Шрифт:
Интервал:
Закладка:
Еще одним направлением, к которому приложил руку Александр Петрович Старостин, была разработка ГОСТов. В те времена шла борьба с космополитизмом, импорт находился под запретом, и нужно было создавать собственные аналоги. На лидирующих позициях в спортивной промышленности были динамовские предприятия.
Однажды мне довелось побывать у Александра Петровича в кабинете. Постоянно заходили какие-то люди, и он тут же отдавал необходимые распоряжения или посетителям, или по селектору. Создавалось впечатление, что Старостин, решая вопросы, демонстрирует феноменальную память, держит в уме тысячи цифр. Николая Петровича принято называть организатором всесоюзного масштаба, но и Александра Петровича я бы назвал, говоря современным языком, топ-менеджером советской торговли. Его отличали честность и порядочность, безупречное знание дела. Мне аналогичных людей в торговой сети встречать не приходилось. Не уступая старшему брату в качестве организатора, он всегда умел находиться над схваткой в этой непростой сфере».
«Автомобильное ноу-хау» Старостиных подтвердил и Евгений Ловчев:
«В начале семидесятых все в „Спартаке“ знали, что можно было быстро оформить покупку машины, практически за три-четыре дня. Имя Александра Петровича при этом не называлось, а вот у Николая Петровича, как начальника команды, надо было подписать бумагу».
В характеристиках, данных другими людьми, многое сходится. Наталья Петухова, уже в новом тысячелетии вспоминая о братьях, сказала про Александра: «Это человек для нашего времени. Сегодня стал бы олигархом. Организовал бы производство, точно вам говорю».
Или вот какое впечатление осталось от посещения Александра Петровича у Константина Есенина: «Старостин-второй, когда я пришел к нему, разговаривал по селектору с каким-то оплошавшим начальником одного из отделов Роскультторга Министерства торговли, в котором Александр Петрович работает уже много лет. Говорит он, как когда-то на поле, решительно, безапелляционно, но негрубо».

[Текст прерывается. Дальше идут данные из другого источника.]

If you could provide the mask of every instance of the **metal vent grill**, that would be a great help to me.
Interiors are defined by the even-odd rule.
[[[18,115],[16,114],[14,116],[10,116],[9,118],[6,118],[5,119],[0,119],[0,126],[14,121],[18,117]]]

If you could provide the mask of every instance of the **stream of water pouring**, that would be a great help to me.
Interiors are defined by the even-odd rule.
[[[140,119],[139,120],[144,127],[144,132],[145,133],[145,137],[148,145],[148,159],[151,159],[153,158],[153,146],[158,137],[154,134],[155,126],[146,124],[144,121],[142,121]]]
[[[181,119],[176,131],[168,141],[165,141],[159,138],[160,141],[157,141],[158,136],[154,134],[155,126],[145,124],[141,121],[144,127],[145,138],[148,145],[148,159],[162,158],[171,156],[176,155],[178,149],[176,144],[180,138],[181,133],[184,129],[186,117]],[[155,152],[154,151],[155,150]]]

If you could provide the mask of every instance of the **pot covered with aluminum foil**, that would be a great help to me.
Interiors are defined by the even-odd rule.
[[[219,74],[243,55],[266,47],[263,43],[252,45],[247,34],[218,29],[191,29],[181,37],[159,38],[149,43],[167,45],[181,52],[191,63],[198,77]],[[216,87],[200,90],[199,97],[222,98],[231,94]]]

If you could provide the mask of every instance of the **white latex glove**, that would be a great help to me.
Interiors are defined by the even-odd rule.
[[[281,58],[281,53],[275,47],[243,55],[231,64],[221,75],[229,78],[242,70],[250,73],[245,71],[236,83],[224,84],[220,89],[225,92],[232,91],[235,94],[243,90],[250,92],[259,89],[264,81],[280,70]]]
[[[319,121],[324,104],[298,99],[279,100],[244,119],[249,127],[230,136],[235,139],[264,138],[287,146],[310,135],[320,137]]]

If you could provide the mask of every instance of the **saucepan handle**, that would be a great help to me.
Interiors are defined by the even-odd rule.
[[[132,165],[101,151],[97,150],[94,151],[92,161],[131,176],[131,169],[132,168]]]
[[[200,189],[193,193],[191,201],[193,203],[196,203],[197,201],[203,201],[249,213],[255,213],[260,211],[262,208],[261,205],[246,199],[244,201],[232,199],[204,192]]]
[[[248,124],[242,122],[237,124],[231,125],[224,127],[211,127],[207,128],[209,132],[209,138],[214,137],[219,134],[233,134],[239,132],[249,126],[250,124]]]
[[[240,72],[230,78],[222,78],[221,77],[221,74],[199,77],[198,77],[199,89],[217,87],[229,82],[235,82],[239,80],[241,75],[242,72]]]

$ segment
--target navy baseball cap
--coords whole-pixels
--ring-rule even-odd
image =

Конечно, заглядывали к нему и родственники. Племянник Андрей Старостин-младший поведал:
«Его офис находился рядом с метро „Дзержинская“, и я часто бывал у него на работе. Помню, в кабинете находились только большая пальма, стол и маленький шкаф, в котором, между прочим, всегда стояли бутылки сухого вина, привезенные из Грузии. Всегда предлагал: „Ну что, племяш, сухенького?“ Но вообще-то дядя Шура охотно угощал всех, кто к нему заходил. Из четырех братьев только Николай Петрович был аскетом. Остальные относились к спиртному нормально, при встрече могли выпить не одну бутылку вина, но ни разу никто не видел их пьяными».
Прервем на мгновение Старостина-младшего. Быть может, из-за этой хлебосольности у посторонних людей складывалось впечатление об Александре Петровиче как о любителе зеленого змия. Один из футболистов, описавший появление второго брата в раздевалке после какого-то важного матча «Спартака», позволил себе ремарку: «Грамм семьсот водки в нем, наверное, было». Или Александр Нилин привел на страницах газеты «Твой футбол» мини-зарисовку: «…И вспомнилась какая-то из торжественных дат в обществе братьев Старостиных, когда Андрей вдруг спросил Александра: „Ты что, Шура, на красное перешел?“ А семидесятилетний Шура засмущался: „Да, знаешь, погода…“». Это конечно же преувеличение. Просто на фоне худощавых Николая и Андрея невысокий, крупноватый, коренастый Александр порой казался менее спортивным. Со временем у него стал расти живот, и Александр Петрович подшучивал над собой: «Этому животу уже ничем не поможешь!»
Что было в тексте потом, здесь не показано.